Governors have the authority to order the US and state flags to half-staff within their respective states and that is derived from a few areas.

Their role as the commander-in-chief for their State and National Guards, Title 4 USC, Public Law 110-41, and lastly, their respective state laws or gubernatorial proclamations. Each state has its own set of protocols and guidelines regarding the lowering of the flag to half-staff, often in line with federal guidelines but also with specific provisions for state-level officials, dignitaries, or events.

The Standards

  1. Ensure the American flag is quickly raised to full truck (the top) and then slowly brough down to half-staff (half-mast is a maritime term only).
  2. While a flag lower than full truck is considered half-staff, the vertical center of the pole and flag should match.
  3. No other flag should be beneath the American.
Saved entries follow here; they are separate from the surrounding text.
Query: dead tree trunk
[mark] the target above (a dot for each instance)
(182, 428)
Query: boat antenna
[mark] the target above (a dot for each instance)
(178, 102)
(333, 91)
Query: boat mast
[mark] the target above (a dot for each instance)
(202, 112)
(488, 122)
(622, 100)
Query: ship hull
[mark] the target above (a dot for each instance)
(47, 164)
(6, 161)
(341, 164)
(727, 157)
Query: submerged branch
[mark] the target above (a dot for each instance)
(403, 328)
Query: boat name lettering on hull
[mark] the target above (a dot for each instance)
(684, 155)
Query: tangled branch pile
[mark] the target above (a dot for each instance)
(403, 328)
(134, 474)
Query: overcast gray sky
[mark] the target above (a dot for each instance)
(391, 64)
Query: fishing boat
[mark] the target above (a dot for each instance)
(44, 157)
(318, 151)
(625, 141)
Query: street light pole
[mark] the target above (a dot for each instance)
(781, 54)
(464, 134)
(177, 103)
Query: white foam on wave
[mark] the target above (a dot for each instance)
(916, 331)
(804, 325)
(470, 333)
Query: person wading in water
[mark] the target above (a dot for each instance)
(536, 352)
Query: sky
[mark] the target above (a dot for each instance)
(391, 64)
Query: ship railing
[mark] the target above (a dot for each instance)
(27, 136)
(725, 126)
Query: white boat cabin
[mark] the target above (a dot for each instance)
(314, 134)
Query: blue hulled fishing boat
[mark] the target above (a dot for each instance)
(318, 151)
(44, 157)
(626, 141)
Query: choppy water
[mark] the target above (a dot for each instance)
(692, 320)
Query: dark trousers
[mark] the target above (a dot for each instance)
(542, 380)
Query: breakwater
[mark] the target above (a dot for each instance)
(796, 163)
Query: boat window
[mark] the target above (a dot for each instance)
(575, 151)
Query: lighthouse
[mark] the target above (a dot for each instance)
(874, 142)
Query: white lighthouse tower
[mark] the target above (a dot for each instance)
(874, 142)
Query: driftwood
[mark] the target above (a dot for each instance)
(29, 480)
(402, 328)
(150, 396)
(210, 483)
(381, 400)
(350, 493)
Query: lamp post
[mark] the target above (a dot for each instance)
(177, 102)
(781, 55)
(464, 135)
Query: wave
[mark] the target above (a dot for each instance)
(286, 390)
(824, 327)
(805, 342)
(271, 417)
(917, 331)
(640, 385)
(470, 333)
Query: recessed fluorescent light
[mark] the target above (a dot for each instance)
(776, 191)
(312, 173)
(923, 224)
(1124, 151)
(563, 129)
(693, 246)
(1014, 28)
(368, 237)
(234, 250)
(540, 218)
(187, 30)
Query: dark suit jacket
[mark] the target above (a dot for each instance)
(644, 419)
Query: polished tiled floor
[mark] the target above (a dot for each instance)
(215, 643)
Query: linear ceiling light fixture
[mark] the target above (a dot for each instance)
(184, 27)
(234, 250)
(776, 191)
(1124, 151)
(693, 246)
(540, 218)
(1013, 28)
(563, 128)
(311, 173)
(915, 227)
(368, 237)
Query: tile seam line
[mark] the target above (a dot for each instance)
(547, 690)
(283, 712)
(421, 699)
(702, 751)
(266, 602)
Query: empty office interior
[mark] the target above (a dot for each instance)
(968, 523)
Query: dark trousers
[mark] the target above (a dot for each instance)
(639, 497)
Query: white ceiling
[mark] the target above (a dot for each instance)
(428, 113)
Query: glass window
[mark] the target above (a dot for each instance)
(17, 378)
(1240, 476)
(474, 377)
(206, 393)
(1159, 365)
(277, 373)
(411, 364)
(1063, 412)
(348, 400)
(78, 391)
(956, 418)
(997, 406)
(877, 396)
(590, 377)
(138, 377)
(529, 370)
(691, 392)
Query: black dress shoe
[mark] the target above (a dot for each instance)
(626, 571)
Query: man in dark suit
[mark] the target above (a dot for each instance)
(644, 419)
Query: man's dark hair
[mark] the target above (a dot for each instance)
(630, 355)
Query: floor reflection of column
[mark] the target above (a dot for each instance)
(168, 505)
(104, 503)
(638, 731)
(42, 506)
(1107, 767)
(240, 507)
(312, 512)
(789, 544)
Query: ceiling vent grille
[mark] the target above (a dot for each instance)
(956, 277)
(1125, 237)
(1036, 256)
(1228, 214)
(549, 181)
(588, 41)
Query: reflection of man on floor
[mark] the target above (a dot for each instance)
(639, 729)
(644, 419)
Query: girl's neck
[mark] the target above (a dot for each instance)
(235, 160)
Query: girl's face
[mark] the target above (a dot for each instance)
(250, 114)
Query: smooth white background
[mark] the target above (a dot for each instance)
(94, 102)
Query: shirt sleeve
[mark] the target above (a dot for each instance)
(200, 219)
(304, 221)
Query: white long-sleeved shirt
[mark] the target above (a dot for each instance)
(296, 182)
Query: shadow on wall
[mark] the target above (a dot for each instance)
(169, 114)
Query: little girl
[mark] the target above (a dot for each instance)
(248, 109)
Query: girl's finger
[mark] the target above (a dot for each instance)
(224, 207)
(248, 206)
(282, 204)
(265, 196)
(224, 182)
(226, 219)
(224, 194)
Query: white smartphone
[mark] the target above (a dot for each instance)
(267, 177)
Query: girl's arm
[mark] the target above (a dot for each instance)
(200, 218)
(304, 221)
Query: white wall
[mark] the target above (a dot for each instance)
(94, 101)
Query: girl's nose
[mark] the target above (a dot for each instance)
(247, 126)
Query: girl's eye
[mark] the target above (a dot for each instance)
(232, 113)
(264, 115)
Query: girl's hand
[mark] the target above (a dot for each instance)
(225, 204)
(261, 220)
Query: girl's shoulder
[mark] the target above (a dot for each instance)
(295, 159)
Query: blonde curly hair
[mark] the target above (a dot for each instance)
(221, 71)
It looks awkward, can create undue stress on the halyard, clasps, and pully, and the flag beneath could possibly brush up against a lower object.


For state governors, recognizing the comprehensive nature of the President’s directive to fly the flag at half-staff is crucial. Issuing a separate state order under these circumstances is not only redundant and a waste of resources, but can also detract from the unified national sentiment intended by the gesture. In such times, it is more effective to support and relay the federal directive, ensuring a cohesive and respectful national response.